The JVM can do that for you, if you want. It may have issues with concurrency though, depending of the way it is implemented.
However, it does not solve the problem of performance of boxed nums, though.
1. It is only helps for small numbers
2.It only help GC. And GC is not the main issue, imho. 
(pointer dereference, including cache misses, and filling the cache with garbage is more annoying than GCs, imho. But I am not an expert).
Re: Enhanced Primitive Support Mike Meyer 6/22/10 11:06 AM
On Tue, 22 Jun 2010 18:56:30 +0100
Nicolas Oury <nicola...@gmail.com> wrote:

> On Tue, Jun 22, 2010 at 6:43 PM, Mike Meyer <
> mwm-keyword-googlegroups.6209c5@mired.org> wrote:
>
> >
> > > Everyone has to realize the math you are advocating for the default,
> > > on non-tagged architectures like the JVM and CLR, *must* do an
> > > allocation on every +/-/* etc operation. And such ops are littered
> > > throughout non-numeric data structure code, for indexes, offsets,
> > > bounds etc. Allocating on every math op in something like the
> > > persistent vector would make it completely unusably slow.
> >
> > I disagree with that first statement, and will point to python as the
> > counterexample. Like Clojure, it has immutable integers. It avoids the
> > issue of having to allocate for those ops some of the time by keeping
> > a table of the first N (tunable at interpreter build time) integers
> > that *all* instances of small integers point to.
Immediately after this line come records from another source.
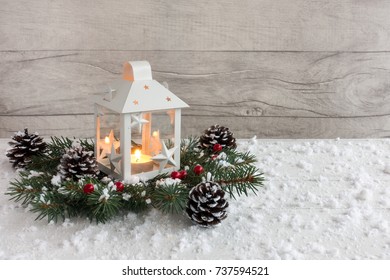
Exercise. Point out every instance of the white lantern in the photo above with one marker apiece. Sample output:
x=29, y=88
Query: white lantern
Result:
x=138, y=125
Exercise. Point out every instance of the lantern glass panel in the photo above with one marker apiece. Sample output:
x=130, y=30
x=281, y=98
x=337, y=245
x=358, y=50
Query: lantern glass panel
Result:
x=109, y=135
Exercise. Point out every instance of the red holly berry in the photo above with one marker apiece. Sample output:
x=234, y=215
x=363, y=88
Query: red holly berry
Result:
x=198, y=169
x=183, y=174
x=88, y=188
x=175, y=175
x=119, y=186
x=217, y=147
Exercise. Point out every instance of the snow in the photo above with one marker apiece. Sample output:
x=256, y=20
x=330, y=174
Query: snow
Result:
x=323, y=199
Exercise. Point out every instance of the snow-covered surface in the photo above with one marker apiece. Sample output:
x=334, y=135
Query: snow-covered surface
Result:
x=323, y=199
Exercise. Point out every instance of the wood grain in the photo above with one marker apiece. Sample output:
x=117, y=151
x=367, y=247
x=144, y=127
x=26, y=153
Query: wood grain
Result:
x=246, y=25
x=277, y=95
x=271, y=68
x=243, y=127
x=261, y=84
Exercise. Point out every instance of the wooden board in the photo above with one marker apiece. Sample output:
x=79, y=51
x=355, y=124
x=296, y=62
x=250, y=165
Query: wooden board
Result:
x=309, y=91
x=243, y=127
x=246, y=25
x=279, y=69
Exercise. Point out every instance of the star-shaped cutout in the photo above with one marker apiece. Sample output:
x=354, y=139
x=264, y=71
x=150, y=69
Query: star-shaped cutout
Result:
x=109, y=94
x=165, y=157
x=137, y=120
x=115, y=160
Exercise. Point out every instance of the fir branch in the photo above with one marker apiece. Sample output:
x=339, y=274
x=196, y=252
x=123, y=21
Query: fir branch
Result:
x=171, y=198
x=239, y=180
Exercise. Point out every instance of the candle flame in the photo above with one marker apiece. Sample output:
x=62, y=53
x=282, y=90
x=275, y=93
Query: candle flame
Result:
x=137, y=155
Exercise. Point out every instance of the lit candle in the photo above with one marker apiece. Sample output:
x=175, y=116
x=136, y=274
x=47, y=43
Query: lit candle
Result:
x=155, y=143
x=140, y=163
x=105, y=145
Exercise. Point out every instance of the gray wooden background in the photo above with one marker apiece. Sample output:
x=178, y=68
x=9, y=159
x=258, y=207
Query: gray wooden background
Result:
x=271, y=68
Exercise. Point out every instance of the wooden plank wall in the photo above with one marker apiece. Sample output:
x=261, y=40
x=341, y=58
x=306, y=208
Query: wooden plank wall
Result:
x=271, y=68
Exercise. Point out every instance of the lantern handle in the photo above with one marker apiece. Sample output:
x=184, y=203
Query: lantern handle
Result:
x=137, y=71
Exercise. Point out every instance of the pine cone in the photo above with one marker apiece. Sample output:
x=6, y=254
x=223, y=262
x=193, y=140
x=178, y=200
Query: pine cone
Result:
x=217, y=135
x=24, y=147
x=77, y=163
x=206, y=205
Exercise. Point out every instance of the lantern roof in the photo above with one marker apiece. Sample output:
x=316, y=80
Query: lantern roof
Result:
x=138, y=92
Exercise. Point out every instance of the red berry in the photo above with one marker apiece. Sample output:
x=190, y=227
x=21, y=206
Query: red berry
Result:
x=198, y=169
x=88, y=188
x=175, y=175
x=217, y=147
x=119, y=186
x=183, y=174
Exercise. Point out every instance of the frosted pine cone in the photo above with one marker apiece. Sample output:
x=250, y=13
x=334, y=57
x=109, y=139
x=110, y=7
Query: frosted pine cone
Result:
x=23, y=147
x=217, y=135
x=77, y=163
x=206, y=205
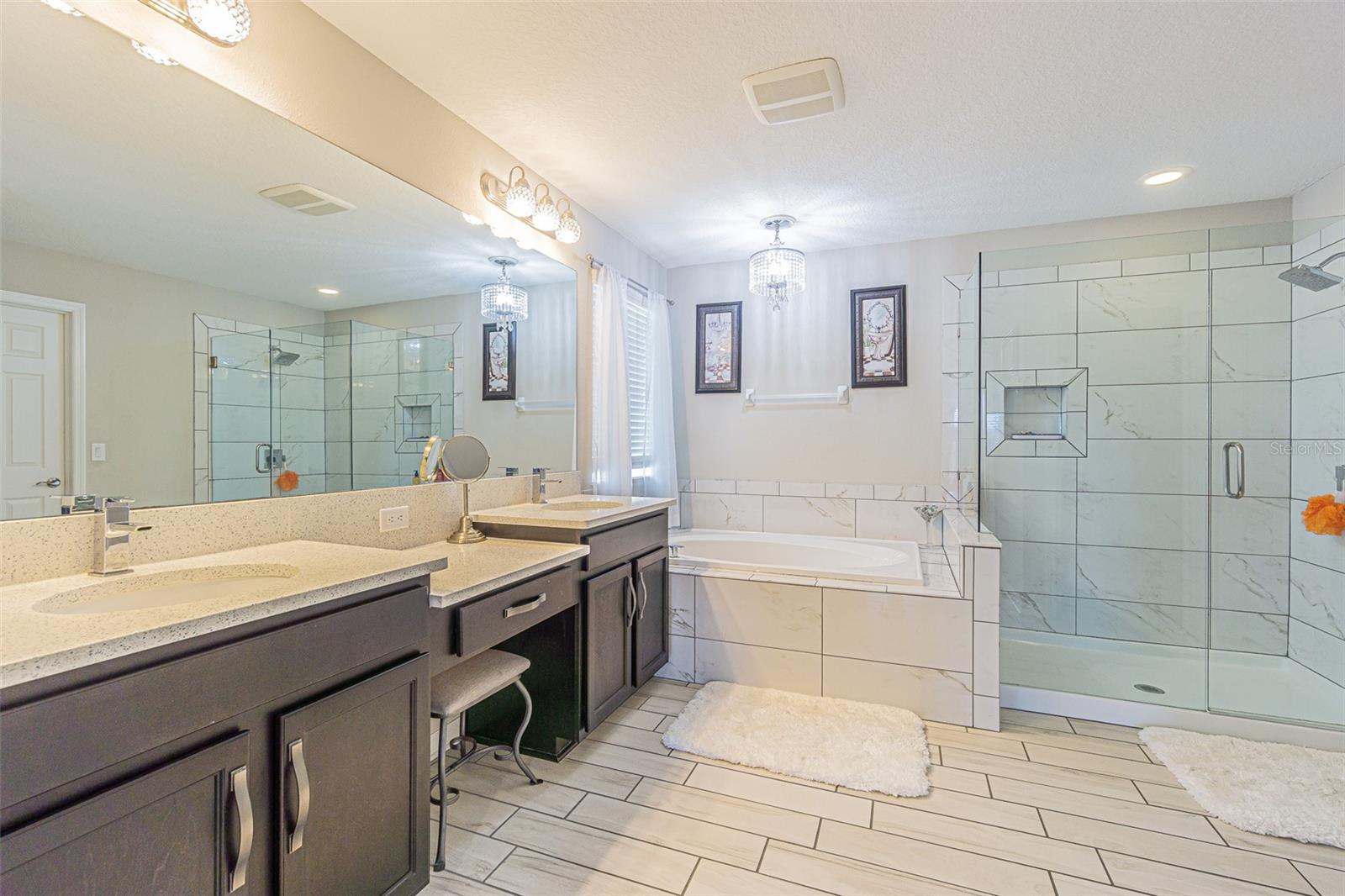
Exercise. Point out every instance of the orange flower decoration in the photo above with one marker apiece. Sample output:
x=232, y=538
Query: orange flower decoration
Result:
x=1324, y=517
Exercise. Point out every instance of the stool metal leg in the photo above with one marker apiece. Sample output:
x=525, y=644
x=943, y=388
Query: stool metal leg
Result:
x=518, y=735
x=443, y=794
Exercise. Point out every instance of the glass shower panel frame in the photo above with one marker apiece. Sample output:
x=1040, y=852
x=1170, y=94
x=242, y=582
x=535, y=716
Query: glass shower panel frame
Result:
x=1105, y=519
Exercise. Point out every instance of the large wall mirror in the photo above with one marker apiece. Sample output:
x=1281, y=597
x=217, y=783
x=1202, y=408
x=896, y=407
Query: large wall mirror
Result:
x=203, y=302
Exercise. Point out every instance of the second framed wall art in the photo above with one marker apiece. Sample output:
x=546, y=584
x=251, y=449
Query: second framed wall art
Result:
x=719, y=347
x=878, y=336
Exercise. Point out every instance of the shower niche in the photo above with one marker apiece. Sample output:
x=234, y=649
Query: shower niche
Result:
x=1037, y=414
So 5 + 5 doesn't
> > allocate a new object, it returns a pointer to the pre-allocated 10 in
> > that table.
>
> The JVM can do that for you, if you want. It may have issues with
> concurrency though, depending of the way it is implemented.
> However, it does not solve the problem of performance of boxed nums, though.
> 1. It is only helps for small numbers

Don't I recall someone saying that small numbers are the most common
ones? *Especially* if you're doing things like vector arithmetic.

> 2.It only help GC. And GC is not the main issue, imho.
> (pointer dereference, including cache misses, and filling the cache with
> garbage is more annoying than GCs, imho. But I am not an expert).
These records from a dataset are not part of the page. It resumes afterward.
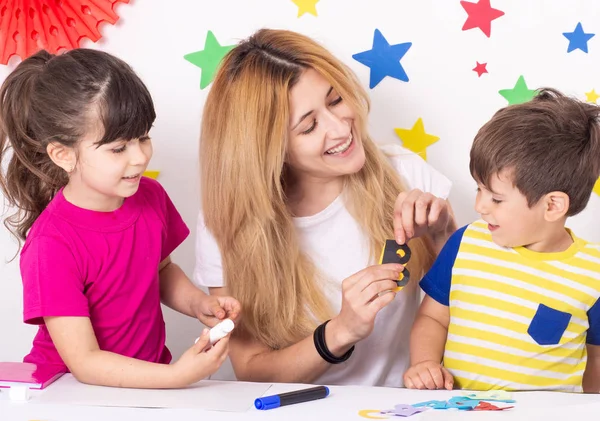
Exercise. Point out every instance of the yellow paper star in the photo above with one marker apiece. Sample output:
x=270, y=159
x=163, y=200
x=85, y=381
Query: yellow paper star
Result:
x=306, y=6
x=416, y=139
x=592, y=96
x=151, y=174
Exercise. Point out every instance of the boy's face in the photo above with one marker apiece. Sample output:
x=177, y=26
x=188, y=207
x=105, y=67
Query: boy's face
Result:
x=510, y=219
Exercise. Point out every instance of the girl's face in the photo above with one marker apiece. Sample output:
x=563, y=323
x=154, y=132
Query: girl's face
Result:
x=323, y=141
x=105, y=175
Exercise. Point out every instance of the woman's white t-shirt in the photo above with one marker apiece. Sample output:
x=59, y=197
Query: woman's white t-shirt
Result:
x=339, y=248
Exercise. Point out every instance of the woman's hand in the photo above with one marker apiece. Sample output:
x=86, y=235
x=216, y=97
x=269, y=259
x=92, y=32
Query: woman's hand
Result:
x=363, y=295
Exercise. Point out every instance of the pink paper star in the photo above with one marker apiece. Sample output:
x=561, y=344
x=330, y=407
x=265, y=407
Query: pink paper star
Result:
x=480, y=68
x=481, y=15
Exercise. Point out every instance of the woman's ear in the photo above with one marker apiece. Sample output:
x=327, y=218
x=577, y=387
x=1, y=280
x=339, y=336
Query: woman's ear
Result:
x=63, y=156
x=557, y=206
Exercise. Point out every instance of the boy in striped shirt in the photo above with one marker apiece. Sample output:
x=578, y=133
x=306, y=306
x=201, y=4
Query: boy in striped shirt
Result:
x=513, y=299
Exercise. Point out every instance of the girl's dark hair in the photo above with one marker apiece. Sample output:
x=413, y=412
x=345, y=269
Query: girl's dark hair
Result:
x=50, y=98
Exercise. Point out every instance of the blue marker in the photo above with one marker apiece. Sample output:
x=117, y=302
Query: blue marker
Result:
x=290, y=398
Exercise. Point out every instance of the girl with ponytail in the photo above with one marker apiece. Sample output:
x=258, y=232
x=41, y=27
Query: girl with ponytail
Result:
x=96, y=236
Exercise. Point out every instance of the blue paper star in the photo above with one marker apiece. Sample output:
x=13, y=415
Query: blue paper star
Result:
x=383, y=59
x=578, y=39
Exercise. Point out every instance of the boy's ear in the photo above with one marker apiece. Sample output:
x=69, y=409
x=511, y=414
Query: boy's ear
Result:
x=62, y=155
x=556, y=206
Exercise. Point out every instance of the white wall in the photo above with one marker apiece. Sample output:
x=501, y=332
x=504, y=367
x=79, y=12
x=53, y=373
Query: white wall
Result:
x=154, y=35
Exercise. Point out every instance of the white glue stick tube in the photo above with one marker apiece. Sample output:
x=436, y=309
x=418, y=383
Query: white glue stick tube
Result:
x=219, y=331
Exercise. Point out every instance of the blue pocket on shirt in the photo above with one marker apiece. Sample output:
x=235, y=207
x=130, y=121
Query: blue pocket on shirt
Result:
x=548, y=325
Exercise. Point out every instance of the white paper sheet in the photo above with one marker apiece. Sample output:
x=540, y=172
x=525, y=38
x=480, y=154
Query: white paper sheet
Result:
x=208, y=395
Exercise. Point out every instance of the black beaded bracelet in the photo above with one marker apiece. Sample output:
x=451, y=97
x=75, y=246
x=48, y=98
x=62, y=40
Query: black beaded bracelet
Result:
x=321, y=345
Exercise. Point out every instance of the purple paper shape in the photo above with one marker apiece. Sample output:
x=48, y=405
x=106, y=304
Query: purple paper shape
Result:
x=403, y=410
x=431, y=404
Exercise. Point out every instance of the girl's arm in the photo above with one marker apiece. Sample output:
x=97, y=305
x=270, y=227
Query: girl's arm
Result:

Um, it helps avoid some GC by *not doing an allocation*. According to
what Rich said, doing the allocation is the performance problem - at
least in the internals of clojure. Personally, I believe what Rich
wrote. Not only does he have more experience than anyone else with the
insides of clojure, but this matches my experience with adding GO-FAST
to LISP systems.

   <mike
--
Mike Meyer <m...@mired.org>                http://www.mired.org/consulting.html
Independent Network/Unix/Perforce consultant, email for more information.

O< ascii ribbon campaign - stop html mail - www.asciiribbon.org

Re: Enhanced Primitive Support Sean Corfield 6/22/10 11:39 AM
On Tue, Jun 22, 2010 at 10:43 AM, Mike Meyer
<mwm-keyword-googlegroups.6209c5@mired.org> wrote:
> Would it be Clojure if it didn't run on the JVM? Personally, I could
> live without the JVM. And the more I learn about the JVM, the more I
> could live without it!

For my work, languages are only useful if they run on the JVM *and*
can interoperate so I can mix libraries written in multiple languages
and choose the "best language" for each part of the system. It's why
I've been mixing Groovy and Scala into projects over the last 2-3
years and it's why I want to be able to mix Clojure in as well. It's
why people bothered to create JRuby and Jython etc. It's why I didn't
pursue Erlang (although I'm keeping an eye on Erjang...).

We're all different and have different needs in languages.
--
Sean A Corfield -- (904) 302-SEAN
Railo Technologies, Inc. -- http://getrailo.com/
An Architect's View -- http://corfield.org/

"If you're not annoying somebody, you're not really alive."
-- Margaret Atwood

Re: Enhanced Primitive Support Mac 6/22/10 11:56 AM
On Tue, Jun 22, 2010 at 1:43 PM, Mike Meyer
<mwm-keyword-googlegroups.6209c5@mired.org> wrote:
> Would it be Clojure if it didn't run on the JVM? Personally, I could
> live without the JVM. And the more I learn about the JVM, the more I
> could live without it!

I just want to add my two cents here. I don't think we would've ever used
clojure if it wasn't on the JVM. Also, I think JVM plays a bit part
of the current good press clojure is getting.

--
Omnem crede diem tibi diluxisse supremum.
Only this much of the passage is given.